Occorrerebbe analizzare la situazione paese per paese. La condizione dei cristiani in Egitto non è la stessa rispetto a quella della Siria, del Libano, o della Palestina stessa. Questo perché gli esiti delle sollevazioni note come la “Primavera araba” sono stati molto diversi tra loro nei vari contesti locali, in Medio Oriente e in Nord Africa. Dal punto di vista dei cristiani possiamo notare in alcuni contesti un timore che il mutamento dello status quo potesse peggiorare la loro situazione. Le rivolte della Primavera araba, almeno nella loro fase iniziale, non si connotavano per un marcato confessionalismo, anzi, hanno visto l’adesione trasversale di molti settori, soprattutto giovanili, delle popolazioni. Tuttavia, alcuni leader cristiani si sono mostrati vicini alle leadership contestate dalle rivolte proprio per timore che l’incertezza del futuro o una rivolta che si andava connotando in senso più marcatamente islamico potesse mirare le basi della presenza cristiana. Si pensi al caso della Siria dove questo fenomeno si è manifestato in tutta la sua durezza con la proclamazione del sedicente califfato islamico dell’Isis. Una conseguenza appare comune a tutte le varie situazioni: l’instabilità crescente nella regione amplifica la propensione all’emigrazione che, come è mostrato nel libro per il caso palestinese, caratterizza maggiormente la componente cristiana della popolazione.

Quale futuro per i cristiani arabi in Palestina?
Il futuro dei cristiani arabi in Palestina si giocherà su diversi scenari. Anzitutto, c’è la sfida dei numeri, legata alla lenta ma progressiva erosione della percentuale dei cristiani dovuta all’emigrazione. Si tratta di un fenomeno costante nella storia di questo cristianesimo, ma che oggi con il perdurare di antiche questioni, come quella nazionale palestinese, o le nuove instabilità prodotte dalle crisi regionali tende a manifestarsi con più evidenza. Poi c’è da ripensare il rapporto con lo stato e il senso di una presenza e di una identità che non possono essere solo legate a una questione di numeri. Non è più tempo di affidarsi allo schema della «protezione» di queste comunità da parte dell’Occidente: è anacronistico, e non è richiesto nemmeno dalla maggioranza dei cristiani orientali. Ma non si può restare indifferenti davanti all’erosione di comunità antichissime che hanno vissuto il loro millennio d’oro tra il V e il XV secolo. D’altra parte, appare allo stesso modo anacronistico il ricorrere alla protezione del governante locale, secondo l’antica formula della dhimmah, comunità non musulmane protette nel quadro del sistema ottomano del millet. Tale formula non rende più ragione della consapevolezza maturata da queste comunità di essere parte integrante del tessuto sociale e politico dei loro paesi, alla cui costruzione hanno offerto un contributo essenziale, di modo che parlare a loro riguardo di «minoranze» appare oggi riduttivo se non addirittura offensivo. Si tratta di una coscienza diffusa anche tra le menti musulmane più aperte che considerano i cristiani cittadini a pieno diritto dei loro paesi. E lo sono i cristiani di Palestina che, come ho cercato di raccontare nel libro, hanno lottato e sofferto per la loro terra assieme ai loro compaesani musulmani, trovandosi tuttavia a dover legittimare costantemente la loro identità di arabi e palestinesi e a dare continua prova di fedeltà alla causa nazionale, allora come oggi.

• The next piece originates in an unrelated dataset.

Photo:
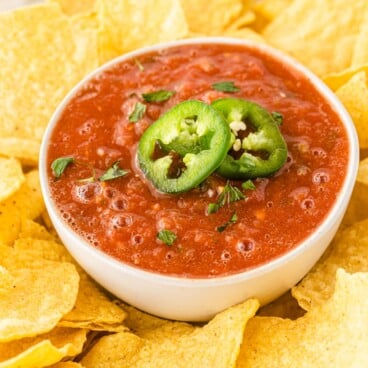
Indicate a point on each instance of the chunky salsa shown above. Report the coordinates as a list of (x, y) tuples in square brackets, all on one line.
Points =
[(223, 225)]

Paola Pizzo è professoressa associata di storia contemporanea presso il Dipartimento di Lettere, Arti e Scienze sociali dell’Università G. d’Annunzio di Chieti-Pescara. ha studiato in particolare le dinamiche della convivenza multireligiosa nel Mediterraneo. Tra le sue pubblicazioni, Chiesa e islam nell’età contemporanea. Tra crisi della coabitazione e prospettive di dialogo (Roma 2008); L’islam nel Mediterraneo. L’incontro con l’Europa, le sfide della modernità (Lanciano 2010); Religion and Politics in 20th Century Egypt, (Roma 2019).